Rather than put her down on the ramp, he carried her into the small galley. She collapsed onto the bench, and he pulled an emergency thermal blanket from the cabinet of first aid supplies. She draped it around herself, a silvery shroud, and he knelt at her feet, carefully unwrapping the soaked remnants of his ruined tabard and checking her toes for signs of frostbite. Fortunately, they hadn’t been out in the snow that long, but they were red still, and cold against his palms. He chafed them between his hands.
“Try to get warm,” he instructed. “I’m going to tell Qui-Gon to take off.”
“Your master?” she asked.
He nodded. “I’ll be back in a moment.”
Before he could stand, she leaned forward, placing her cold fingers lightly on his cheek. “Thank you,” she said, earnest.

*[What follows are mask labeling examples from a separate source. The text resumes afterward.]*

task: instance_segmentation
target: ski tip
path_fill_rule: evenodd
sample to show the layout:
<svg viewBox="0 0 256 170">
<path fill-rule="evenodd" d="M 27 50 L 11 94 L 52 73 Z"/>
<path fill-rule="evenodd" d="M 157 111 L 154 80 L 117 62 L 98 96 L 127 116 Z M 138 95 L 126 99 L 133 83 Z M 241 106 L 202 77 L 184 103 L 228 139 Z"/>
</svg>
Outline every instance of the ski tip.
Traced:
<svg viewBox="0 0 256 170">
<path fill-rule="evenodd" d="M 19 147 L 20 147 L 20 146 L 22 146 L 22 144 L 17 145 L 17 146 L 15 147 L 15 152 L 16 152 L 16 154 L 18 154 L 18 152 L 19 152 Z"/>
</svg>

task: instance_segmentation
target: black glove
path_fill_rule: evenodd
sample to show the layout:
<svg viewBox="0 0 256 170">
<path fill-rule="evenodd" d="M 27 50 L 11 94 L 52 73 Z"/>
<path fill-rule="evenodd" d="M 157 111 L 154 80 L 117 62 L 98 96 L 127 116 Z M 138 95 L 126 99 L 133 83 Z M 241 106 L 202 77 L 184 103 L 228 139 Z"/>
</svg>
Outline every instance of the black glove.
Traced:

“Of course, my –“ he caught himself mid-honorific and changed his mind, swallowing lady and calling her by her name instead. “Satine.” Belatedly, he heard what he’d accidentally said.
My Satine.
He pressed his lips together and felt his face flush hot.
She smiled though, an affectionate, understanding smile, and he forgot to breathe again.
It was the first time he’d seen her smile, and it felt like stepping into midday sun after a long time in the dark.